Reactions have been fast and furious on  Twitter towards H&M for having a Black boy in a ‘coolest monkey in the jungle’ hoodie.

H&M was forced to apologize Monday for using a black child to model a sweatshirt with a “coolest monkey in the jungle” slogan.

In what appears to be the same ad campaign, a young white boy is referred to as a ‘survival expert’, not a ‘monkey.’

The company removed the offending ad from its website after hundreds of social media users accused it of being racist. It continues to sell the hooded top online.

“This image has now been removed from all H&M channels and we apologize to anyone this may have offended,” said H&M spokeswoman Anna Eriksson.

The image of the child in the hoodie appeared on the British version of the Swedish retailer’s online store.

Charles Blow, a columnist for The New York Times and CNN contributor, tweeted at H&M: “have you lost your damned minds?!?!?!”

As a part of the fallout, The Weeknd has announced that he will no longer work with H&M, following the sale of a racially insensitive hoodie modeled on a black child.

The artist, who collaborated with the brand last year on his very own line, took to Twitter to call out the company and announce his plans to cut ties.

“Woke up this morning shocked and embarrassed by this photo. I’m deeply offended and will not be working with H&M anymore,” he wrote.

This is not the first time H&M; has been accused of racism. In 2015, the company responded to a request for diversity in their campaigns by saying they chose models because they want to “convey a positive image” in their advertising.

Atlanta-based brand strategist and marketing executive Nick F. Nelson weighed in on the controversy as an issue much larger than this singular instance.

“Ultimately, this ad had to be approved before it was released,” he said. “Traditionally several layers of approval are required. Thus, what this tells me is that there was no one with any decision making authority that understands cultural sensitivity in the room.

“Seeing the image over the weekend reinforced what I know to already be a problem, and that is the lack of diversity and sensitivity amongst major global brands,” he continued. “H&M Is based in Sweden, as such, there is an entirely different mindset, and its disconnection with cultural sensitivities at a worldwide level came on the full display using this innocent black child to promote its printed hoodie with the phrase, ‘Coolest Monkey In The Jungle’ on it.”

Nelson, who is African-American, said that ad also made him cringe at the thought that a parent would allow their child to be portrayed in such a classless manner.

“As a parent, I thought to myself what Parent in their right mind would sign off to have their child portrayed (like) this,” Nelson said. “There is no amount of money in this world that you could pay me to allow my child to be used in this matter.”

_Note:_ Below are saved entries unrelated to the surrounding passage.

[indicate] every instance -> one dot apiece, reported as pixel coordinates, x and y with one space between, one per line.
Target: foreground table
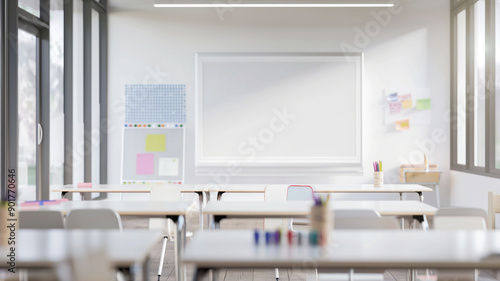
52 248
175 211
348 249
220 210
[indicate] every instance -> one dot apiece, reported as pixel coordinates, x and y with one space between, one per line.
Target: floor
247 275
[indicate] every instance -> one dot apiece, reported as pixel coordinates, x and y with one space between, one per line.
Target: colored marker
256 236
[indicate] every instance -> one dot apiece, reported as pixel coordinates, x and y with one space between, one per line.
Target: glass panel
31 6
479 83
56 95
461 85
497 84
27 115
78 143
95 98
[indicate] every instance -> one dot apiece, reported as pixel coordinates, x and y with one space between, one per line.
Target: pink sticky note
30 204
145 164
55 202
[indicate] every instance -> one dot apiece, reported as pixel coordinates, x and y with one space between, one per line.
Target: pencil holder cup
321 223
378 178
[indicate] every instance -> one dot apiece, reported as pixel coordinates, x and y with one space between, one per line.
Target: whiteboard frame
260 164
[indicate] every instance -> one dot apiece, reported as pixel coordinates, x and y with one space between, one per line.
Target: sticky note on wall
395 107
403 125
155 143
407 104
168 167
423 104
145 164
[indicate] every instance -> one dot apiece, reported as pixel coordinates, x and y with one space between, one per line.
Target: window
475 86
39 80
30 132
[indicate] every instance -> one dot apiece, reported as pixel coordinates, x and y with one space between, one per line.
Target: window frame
490 89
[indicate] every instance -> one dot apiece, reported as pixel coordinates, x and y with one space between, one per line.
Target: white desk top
47 248
132 208
287 209
348 249
242 188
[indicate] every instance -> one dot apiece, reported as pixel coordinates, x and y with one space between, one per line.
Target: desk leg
199 273
219 195
200 198
179 244
410 274
421 196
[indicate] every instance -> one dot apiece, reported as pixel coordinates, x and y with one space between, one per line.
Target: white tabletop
47 248
268 209
242 188
349 249
133 208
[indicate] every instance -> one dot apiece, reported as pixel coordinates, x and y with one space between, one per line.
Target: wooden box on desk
418 168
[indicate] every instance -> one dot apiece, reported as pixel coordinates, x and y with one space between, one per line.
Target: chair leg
162 256
438 204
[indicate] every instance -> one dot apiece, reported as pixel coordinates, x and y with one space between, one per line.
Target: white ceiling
148 4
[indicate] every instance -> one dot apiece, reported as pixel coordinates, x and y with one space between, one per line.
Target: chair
299 193
93 219
458 218
359 220
161 193
493 208
425 178
41 220
285 193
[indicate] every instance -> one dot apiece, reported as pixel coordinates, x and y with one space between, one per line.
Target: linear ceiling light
270 4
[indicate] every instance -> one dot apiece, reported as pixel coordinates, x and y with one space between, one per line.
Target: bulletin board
407 107
153 153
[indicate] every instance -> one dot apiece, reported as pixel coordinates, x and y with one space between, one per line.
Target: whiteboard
278 110
143 162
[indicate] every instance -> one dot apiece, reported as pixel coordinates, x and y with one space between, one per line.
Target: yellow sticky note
407 104
155 143
402 125
423 104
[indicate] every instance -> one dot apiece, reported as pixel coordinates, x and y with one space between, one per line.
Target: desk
175 211
51 248
205 189
348 249
220 210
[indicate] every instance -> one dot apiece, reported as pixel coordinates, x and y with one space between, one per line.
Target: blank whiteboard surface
279 109
135 143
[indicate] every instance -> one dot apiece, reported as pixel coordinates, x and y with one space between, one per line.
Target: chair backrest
422 177
40 219
165 193
362 219
356 213
299 193
93 219
365 223
493 208
460 218
459 223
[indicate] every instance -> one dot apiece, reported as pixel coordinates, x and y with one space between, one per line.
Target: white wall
470 190
408 49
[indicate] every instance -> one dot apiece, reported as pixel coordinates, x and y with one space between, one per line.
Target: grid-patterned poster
155 103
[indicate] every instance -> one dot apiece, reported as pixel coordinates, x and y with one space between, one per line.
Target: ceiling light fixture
270 4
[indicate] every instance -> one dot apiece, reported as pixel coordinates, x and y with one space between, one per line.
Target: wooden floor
247 275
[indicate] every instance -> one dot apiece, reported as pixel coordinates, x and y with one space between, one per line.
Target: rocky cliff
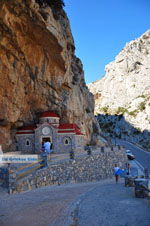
39 70
125 91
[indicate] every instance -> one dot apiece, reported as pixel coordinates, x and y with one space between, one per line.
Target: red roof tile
49 114
31 127
68 126
25 133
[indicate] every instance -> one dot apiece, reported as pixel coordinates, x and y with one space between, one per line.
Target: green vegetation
121 110
133 113
55 4
105 109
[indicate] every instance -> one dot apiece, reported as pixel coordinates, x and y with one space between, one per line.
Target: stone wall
84 168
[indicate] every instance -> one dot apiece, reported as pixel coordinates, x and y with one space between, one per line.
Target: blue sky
101 28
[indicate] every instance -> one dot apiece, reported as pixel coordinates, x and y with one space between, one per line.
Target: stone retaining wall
83 168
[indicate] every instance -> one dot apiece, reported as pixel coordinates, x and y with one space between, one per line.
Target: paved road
141 156
88 204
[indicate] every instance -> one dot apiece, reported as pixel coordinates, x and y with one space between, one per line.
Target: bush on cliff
55 4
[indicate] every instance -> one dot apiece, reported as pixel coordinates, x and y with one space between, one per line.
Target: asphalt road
102 203
141 156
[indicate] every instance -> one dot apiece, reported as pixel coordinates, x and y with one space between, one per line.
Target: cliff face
39 71
125 89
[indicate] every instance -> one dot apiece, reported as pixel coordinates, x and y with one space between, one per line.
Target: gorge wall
39 71
122 96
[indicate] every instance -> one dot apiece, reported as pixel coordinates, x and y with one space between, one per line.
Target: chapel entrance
44 139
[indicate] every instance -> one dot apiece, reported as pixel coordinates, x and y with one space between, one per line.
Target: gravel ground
113 205
101 203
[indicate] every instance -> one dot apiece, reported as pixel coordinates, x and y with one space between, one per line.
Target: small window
27 142
66 141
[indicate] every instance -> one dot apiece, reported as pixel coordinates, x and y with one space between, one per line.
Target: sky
101 28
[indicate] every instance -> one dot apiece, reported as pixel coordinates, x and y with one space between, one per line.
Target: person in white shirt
116 168
47 146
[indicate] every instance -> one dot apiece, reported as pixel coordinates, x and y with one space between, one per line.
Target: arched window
67 141
28 142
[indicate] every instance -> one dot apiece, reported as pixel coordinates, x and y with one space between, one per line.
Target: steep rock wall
125 91
39 71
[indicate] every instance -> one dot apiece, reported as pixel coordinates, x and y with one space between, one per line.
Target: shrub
105 109
133 113
121 110
55 4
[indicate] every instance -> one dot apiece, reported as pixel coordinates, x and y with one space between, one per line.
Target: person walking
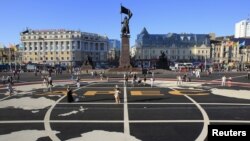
78 82
223 80
117 95
69 95
145 79
229 82
152 82
248 75
10 89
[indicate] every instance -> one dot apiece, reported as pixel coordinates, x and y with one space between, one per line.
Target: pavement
166 111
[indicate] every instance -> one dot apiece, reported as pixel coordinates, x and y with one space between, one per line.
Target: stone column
124 54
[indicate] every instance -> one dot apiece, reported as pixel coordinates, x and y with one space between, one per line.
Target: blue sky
103 17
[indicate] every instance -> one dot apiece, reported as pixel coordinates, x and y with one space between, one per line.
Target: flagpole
9 58
121 16
15 60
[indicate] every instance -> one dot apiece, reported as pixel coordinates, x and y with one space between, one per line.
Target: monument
124 61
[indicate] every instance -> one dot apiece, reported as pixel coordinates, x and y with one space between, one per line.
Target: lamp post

Unfortunately, H&M isn’t the only brand that has suffered lately for its errors in judgment. Other international brands, like Pepsi, McDonald’s and even the niche brand Shea Moisture have all come under fire in the last year for ad campaigns that lacked cultural sensitivity.

“The way brands can solve for making these poor judgments regarding race is to have a diverse team of individuals especially those that have decision-making power,” Nelson said, noting that brands like Atlanta-based Coca-Cola, Nike and Walmart have been apt at getting their messaging right. “Diversity and inclusion is the key and leveraging your moral compass when it comes to portraying images of others.”

“Brands need to understand that they have a responsibility and that if they do not act accordingly, the impact will be to the bottom line. There is no longer tolerance by consumers for this degree of insensitivity,” he said.